The Infrastructure Layer Nobody Saw Coming: Agent Harnesses Are Eating Software

The smartest bet in AI right now isn’t the model. It’s the plumbing around it.

We spent 2025 arguing about which LLM was better. GPT-5 vs Claude vs Gemini. Benchmarks, leaderboards, Reddit fights. Underneath all that noise, engineers quietly stopped asking “which model?” and started asking “how do I run 20 of them without losing my mind?” That question is now an infrastructure category. Agent harnesses. And nobody has clean answers yet.

What actually is an agent harness?

Philipp Schmid from Google DeepMind said it better than I can:

If 2025 was beginning of agents, 2026 will be around Agent Harnesses. An Agent Harness is the infrastructure that wraps around an AI model to manage long-running tasks.

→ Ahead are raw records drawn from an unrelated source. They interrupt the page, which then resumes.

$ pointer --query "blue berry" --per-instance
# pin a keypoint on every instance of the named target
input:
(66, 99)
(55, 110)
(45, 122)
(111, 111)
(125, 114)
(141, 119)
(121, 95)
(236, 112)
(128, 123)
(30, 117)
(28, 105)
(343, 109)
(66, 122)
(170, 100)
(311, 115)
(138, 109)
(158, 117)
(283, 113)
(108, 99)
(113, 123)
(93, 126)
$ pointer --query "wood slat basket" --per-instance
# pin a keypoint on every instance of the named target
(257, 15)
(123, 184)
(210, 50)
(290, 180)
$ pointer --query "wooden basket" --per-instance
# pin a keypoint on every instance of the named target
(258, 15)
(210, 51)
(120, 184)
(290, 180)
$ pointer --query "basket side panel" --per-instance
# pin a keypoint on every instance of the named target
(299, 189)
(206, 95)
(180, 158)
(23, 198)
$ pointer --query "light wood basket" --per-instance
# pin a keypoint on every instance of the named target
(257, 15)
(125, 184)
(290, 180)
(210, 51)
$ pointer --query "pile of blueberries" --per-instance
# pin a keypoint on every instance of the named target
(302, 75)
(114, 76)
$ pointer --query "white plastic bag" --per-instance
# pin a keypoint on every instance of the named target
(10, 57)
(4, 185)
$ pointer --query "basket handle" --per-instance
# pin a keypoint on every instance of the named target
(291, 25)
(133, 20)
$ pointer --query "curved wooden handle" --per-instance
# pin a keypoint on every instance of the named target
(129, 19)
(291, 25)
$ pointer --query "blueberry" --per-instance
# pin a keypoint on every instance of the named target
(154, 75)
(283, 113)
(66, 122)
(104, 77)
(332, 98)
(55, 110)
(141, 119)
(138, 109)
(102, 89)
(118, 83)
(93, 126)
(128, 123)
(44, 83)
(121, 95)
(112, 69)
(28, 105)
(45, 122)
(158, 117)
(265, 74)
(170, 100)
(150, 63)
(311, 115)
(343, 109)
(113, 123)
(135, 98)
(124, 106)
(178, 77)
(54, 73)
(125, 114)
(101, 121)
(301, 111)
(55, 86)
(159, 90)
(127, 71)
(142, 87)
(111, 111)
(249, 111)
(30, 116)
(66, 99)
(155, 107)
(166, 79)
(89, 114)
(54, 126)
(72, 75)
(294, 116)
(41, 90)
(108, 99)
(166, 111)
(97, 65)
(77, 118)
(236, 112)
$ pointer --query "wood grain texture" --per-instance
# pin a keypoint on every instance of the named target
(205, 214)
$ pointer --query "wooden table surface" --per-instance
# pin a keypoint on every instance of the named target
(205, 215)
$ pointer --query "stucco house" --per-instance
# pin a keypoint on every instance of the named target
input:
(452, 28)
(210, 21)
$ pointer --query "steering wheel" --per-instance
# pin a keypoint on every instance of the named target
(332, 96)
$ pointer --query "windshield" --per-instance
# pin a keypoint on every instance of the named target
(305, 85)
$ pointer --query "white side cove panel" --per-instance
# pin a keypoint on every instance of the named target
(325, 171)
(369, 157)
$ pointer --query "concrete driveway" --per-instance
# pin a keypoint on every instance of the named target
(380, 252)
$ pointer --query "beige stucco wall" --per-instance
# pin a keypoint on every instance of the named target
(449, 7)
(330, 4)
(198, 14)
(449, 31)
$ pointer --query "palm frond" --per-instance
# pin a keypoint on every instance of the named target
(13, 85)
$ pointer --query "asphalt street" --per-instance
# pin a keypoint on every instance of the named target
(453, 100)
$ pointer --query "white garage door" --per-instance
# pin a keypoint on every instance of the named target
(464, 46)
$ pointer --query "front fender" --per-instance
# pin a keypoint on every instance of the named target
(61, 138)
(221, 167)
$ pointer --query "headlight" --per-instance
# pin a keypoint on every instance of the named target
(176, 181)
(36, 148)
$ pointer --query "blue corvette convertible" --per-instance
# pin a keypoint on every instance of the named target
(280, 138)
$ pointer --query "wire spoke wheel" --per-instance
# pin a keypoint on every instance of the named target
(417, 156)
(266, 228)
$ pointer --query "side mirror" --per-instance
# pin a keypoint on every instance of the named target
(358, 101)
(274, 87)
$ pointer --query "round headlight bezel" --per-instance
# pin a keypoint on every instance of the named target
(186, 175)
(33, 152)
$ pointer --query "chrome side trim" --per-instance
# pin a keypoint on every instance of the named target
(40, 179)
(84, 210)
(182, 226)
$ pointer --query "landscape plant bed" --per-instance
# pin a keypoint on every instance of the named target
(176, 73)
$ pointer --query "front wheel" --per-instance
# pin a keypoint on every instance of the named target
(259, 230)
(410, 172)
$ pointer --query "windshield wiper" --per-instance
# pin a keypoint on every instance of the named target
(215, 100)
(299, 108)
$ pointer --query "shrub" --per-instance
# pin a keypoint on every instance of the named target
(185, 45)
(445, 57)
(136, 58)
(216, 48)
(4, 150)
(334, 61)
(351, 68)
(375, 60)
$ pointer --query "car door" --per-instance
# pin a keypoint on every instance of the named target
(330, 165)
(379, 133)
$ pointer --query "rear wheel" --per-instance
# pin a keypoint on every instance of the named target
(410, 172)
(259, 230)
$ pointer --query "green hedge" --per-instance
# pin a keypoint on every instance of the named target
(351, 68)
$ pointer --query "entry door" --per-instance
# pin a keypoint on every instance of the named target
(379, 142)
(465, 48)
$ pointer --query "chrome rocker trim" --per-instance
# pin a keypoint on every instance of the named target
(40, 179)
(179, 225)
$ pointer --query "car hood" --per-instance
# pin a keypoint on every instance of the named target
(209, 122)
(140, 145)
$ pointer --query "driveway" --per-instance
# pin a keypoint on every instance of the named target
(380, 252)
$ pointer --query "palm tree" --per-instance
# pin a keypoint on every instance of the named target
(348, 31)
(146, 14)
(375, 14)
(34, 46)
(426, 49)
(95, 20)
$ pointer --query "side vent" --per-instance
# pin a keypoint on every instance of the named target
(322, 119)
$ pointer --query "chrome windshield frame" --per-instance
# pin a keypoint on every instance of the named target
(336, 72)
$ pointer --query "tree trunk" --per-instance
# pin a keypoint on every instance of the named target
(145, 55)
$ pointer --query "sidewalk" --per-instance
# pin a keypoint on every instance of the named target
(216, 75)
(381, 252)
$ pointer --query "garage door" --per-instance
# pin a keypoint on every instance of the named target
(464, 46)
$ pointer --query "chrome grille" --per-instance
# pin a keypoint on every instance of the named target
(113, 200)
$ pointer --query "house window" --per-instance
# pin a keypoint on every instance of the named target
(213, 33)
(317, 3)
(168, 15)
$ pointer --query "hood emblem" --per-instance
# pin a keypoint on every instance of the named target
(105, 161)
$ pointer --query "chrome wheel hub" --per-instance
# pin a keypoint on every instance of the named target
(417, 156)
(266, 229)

It is not the agent itself.

It operates at a higher level than agent frameworks. The harness provides prompt… pic.twitter.com/7PkJf2qfqF
— Philipp Schmid (@_philschmid) January 5, 2026

@_philschmid — 142.5K views

Your agent framework handles how the agent thinks — LangChain, LlamaIndex, whatever you’re using. The harness handles everything else: scheduling, memory, tool access, error recovery, cost, and what happens when five agents are all trying to modify the same file at 3am.

The Kubernetes analogy is obvious but it fits. We didn’t start cloud infrastructure with container orchestration. We started with one server, then needed ten, then needed something that could coordinate them without requiring a human to babysit every process. Same story here, except the workers think.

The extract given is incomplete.